C’est pourquoi en septembre, mon ventre se tord, mes vertèbres se coincent, mes prémolaires enragent, s’éveille en moi l’envie familière de mettre fin à mes jours, je rêve des rêves affreux, des rêves de meurtre, de carnage, de génocide, je vois de la cruauté partout, je deviens moi-même cruel, plus rien ne m’intéresse, le dégoût du monde humain, lequel habituellement ne suscite en moi qu’une indifférence plus ou moins polie, s’amplifie, me déborde, se mêle confusément au dégoût de soi, je voudrais toujours être dehors, je ne supporte plus les rues, les passants dans les rues, encore moins les collègues si par malheur je me suis mis dans de tels draps que j’ai à souffrir d’avoir des collègues, septembre n’est vraiment pas un mois favorable, je suis comme les arbres d’ici, pressé de perdre ses feuilles, pressé d’être enfin en hiver, et l’hiver ici dure longtemps, heureusement, il dure parfois jusqu’au mois d’avril, et sur la route qui mène au Puy Mary, il dure souvent jusqu’en mai, il arrive même que la neige insiste jusqu’en juin, tant que la neige est là, quelque part, je suis tranquille.

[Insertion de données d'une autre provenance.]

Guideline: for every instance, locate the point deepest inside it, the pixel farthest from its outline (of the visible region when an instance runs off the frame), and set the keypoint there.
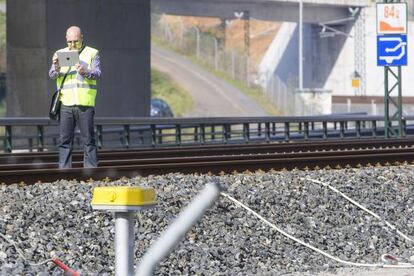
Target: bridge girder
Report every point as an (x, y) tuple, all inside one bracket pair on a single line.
[(314, 11)]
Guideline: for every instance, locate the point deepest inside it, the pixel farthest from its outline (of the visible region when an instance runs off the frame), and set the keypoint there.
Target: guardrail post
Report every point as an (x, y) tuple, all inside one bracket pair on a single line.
[(325, 129), (246, 132), (178, 134), (267, 131), (202, 134), (227, 134), (196, 134), (127, 136), (287, 132), (404, 127), (342, 129), (99, 136), (259, 129), (358, 128), (40, 140), (8, 139), (306, 130), (153, 135)]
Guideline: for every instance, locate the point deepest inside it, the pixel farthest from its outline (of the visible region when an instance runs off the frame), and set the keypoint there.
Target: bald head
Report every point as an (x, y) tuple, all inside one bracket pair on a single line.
[(74, 38)]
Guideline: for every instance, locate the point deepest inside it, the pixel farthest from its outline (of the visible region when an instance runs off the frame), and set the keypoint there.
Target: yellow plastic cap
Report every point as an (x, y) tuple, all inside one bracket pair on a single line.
[(123, 196)]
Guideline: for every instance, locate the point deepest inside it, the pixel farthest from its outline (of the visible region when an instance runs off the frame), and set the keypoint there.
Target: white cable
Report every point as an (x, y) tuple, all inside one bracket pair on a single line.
[(404, 265), (21, 252), (360, 206)]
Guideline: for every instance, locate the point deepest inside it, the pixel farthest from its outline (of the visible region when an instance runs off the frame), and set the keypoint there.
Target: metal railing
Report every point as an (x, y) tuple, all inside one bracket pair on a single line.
[(41, 134)]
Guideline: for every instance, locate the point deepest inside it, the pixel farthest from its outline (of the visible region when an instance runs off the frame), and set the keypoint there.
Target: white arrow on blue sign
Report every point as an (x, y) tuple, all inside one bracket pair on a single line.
[(392, 50)]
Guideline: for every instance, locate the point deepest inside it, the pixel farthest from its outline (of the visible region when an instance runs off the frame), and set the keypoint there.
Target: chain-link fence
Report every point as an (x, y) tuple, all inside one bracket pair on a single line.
[(208, 49)]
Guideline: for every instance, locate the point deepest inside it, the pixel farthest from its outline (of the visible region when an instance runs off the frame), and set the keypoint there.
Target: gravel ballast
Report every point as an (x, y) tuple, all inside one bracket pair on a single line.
[(56, 219)]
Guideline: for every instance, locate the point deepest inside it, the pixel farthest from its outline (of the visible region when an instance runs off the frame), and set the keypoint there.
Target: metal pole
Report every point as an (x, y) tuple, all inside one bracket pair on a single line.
[(177, 230), (300, 45), (124, 244)]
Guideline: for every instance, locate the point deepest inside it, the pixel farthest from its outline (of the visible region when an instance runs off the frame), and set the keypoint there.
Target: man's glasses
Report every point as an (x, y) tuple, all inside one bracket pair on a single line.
[(72, 42)]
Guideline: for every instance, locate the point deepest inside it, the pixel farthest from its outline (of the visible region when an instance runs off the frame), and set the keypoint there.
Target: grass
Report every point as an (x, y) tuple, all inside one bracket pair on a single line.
[(163, 87), (253, 93)]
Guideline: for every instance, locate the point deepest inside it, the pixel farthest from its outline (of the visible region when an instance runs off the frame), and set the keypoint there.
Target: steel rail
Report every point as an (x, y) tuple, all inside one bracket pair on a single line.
[(215, 165), (209, 150)]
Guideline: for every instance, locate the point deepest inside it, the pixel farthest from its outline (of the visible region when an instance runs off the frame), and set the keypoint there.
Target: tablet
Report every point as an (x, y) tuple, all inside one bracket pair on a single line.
[(68, 58)]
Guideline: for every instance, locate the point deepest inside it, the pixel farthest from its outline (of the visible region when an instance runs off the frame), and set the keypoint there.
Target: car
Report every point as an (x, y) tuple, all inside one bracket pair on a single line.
[(160, 108)]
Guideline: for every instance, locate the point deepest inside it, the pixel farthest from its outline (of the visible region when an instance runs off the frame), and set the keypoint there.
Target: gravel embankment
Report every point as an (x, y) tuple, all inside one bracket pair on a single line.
[(57, 219)]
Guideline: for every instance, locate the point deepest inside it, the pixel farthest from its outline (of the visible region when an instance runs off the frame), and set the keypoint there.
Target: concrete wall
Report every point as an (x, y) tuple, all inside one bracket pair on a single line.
[(120, 29)]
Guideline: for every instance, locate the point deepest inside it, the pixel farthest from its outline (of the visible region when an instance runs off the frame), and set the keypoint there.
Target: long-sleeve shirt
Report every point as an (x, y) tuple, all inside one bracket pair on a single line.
[(93, 74)]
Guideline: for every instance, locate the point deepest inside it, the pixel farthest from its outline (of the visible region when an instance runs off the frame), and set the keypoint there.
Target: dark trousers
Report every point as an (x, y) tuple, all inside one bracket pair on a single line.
[(70, 117)]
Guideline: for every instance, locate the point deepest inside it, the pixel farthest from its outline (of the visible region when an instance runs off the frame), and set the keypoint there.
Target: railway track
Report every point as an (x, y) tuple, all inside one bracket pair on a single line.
[(30, 168)]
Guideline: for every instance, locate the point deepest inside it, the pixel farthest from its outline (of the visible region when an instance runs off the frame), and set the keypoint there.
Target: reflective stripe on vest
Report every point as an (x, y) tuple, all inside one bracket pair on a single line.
[(79, 85), (78, 90)]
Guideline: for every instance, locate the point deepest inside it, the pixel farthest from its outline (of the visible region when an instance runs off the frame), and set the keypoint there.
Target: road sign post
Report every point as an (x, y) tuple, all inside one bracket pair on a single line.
[(392, 54)]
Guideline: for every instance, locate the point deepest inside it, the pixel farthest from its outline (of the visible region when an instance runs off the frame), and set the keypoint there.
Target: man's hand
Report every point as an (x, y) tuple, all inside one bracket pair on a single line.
[(55, 61), (80, 69)]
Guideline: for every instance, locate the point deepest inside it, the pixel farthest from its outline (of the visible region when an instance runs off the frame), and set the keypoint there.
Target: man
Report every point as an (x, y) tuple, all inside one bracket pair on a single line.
[(78, 99)]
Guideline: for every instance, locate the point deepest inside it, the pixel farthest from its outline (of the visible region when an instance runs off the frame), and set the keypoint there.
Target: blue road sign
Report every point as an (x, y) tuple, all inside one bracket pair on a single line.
[(392, 50)]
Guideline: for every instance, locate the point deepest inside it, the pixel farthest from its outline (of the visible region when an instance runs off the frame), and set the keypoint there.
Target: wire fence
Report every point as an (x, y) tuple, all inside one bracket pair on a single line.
[(209, 50)]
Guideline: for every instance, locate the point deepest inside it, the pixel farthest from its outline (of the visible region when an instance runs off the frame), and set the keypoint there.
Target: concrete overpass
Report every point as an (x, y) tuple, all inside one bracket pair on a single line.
[(314, 11)]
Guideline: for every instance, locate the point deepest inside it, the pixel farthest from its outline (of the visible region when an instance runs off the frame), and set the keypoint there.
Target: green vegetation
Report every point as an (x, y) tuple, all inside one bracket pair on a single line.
[(254, 93), (163, 87)]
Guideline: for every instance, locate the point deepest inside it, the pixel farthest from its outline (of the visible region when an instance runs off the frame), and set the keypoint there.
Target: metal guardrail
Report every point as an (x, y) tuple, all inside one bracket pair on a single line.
[(39, 134)]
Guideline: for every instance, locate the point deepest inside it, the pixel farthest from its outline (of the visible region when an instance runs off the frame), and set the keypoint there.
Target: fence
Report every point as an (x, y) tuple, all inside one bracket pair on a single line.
[(206, 48)]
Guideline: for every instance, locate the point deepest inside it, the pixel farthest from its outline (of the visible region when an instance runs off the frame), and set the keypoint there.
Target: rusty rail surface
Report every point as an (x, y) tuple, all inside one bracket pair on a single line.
[(210, 159)]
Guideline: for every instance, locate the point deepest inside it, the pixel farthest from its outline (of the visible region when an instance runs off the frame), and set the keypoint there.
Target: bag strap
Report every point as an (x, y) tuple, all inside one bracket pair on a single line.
[(66, 74)]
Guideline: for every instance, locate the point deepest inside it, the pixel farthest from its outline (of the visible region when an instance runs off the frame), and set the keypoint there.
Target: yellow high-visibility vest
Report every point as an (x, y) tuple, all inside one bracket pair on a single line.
[(78, 90)]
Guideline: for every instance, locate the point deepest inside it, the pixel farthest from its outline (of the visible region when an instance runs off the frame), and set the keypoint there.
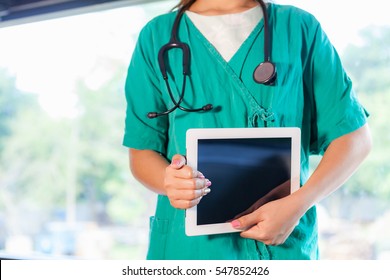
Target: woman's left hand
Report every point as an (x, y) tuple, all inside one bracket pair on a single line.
[(273, 222)]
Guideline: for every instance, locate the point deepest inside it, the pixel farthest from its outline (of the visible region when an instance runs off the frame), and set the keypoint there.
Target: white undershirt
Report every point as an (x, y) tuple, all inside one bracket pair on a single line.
[(227, 32)]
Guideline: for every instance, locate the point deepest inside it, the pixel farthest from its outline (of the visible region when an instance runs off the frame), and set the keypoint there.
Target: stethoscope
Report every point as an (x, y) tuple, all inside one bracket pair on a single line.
[(264, 73)]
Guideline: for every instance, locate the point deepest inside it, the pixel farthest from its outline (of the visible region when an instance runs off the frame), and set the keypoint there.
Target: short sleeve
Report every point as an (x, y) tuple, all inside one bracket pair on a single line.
[(143, 95), (336, 109)]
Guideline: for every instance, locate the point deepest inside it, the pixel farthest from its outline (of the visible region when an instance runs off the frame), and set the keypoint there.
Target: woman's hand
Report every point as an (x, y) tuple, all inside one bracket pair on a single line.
[(184, 186), (273, 222)]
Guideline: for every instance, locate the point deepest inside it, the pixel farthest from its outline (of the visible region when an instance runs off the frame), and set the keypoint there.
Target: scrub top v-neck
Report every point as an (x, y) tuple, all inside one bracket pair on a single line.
[(312, 92)]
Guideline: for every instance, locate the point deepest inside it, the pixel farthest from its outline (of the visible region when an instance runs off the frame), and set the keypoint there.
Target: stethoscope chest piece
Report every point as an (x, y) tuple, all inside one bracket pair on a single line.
[(265, 73)]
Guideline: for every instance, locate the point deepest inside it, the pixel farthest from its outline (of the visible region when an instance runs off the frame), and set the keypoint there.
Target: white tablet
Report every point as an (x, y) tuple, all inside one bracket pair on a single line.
[(247, 167)]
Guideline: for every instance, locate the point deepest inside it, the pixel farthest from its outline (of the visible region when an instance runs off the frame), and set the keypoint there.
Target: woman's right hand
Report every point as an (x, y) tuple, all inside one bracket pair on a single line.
[(184, 186)]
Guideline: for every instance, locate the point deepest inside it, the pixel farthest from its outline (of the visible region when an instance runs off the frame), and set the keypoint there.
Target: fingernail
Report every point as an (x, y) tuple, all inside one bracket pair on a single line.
[(236, 224), (176, 162)]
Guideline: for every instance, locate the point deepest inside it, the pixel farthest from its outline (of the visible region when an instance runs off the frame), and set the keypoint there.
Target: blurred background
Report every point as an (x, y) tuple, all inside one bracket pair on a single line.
[(65, 187)]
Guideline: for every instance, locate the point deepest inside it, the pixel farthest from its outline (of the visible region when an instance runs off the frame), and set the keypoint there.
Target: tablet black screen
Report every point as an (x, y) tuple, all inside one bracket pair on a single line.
[(245, 173)]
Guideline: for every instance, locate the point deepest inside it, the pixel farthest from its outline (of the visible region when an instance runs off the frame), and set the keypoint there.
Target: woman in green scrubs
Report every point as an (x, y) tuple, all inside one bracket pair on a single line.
[(312, 92)]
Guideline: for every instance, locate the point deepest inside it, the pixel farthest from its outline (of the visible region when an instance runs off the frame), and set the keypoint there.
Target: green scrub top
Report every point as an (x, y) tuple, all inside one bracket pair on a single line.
[(312, 92)]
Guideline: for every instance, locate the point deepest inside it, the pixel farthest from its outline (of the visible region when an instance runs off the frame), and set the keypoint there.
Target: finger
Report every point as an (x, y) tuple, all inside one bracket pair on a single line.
[(246, 221), (185, 172), (187, 194), (178, 161), (185, 204)]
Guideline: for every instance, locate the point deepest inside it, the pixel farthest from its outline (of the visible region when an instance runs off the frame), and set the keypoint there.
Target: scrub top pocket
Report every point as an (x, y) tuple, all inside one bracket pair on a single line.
[(157, 238)]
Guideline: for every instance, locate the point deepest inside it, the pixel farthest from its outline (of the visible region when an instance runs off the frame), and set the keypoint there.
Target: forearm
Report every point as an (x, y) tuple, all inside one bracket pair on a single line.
[(340, 161), (148, 167)]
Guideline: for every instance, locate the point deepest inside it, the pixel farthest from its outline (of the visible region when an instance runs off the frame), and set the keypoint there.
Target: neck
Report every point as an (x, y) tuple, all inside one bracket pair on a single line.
[(220, 7)]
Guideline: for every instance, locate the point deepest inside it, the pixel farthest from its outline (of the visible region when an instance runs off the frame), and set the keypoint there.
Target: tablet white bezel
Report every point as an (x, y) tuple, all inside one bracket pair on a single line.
[(192, 137)]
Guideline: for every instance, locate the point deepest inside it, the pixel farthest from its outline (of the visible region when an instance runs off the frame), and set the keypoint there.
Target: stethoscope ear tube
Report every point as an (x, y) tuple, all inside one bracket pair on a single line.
[(265, 73)]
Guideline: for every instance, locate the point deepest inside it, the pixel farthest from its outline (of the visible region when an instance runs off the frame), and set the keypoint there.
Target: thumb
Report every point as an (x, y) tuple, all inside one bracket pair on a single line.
[(178, 161), (245, 221)]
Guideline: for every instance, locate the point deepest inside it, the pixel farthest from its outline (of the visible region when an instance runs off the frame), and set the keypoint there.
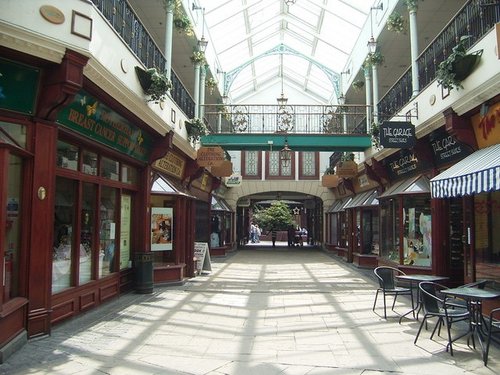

La prudence voudrait qu’à partir du mois de juin, je me creuse une tanière comme d’autres bêtes le font en novembre, et m’y terre jusqu’au retour des grands froids. Mais les nécessités de l’existence me forcent à m’extraire de mon perpétuel hiver intérieur : je ne suis malheureusement pas rentier, ce que je regrette amèrement, et il me faut plus souvent qu’à mon tour reprendre le chemin de l’atelier ou du bureau. Cela me coûte plus que ça ne me rapporte, tout bien considéré, et j’ai bien peur qu’en septembre, cette fois-ci ou plus tard, d’autres septembre viendront, je n’y échapperai pas, les forces me manquent pour tenir jusqu’en octobre et les mois d’après, jusqu’à ce que la neige arrive enfin.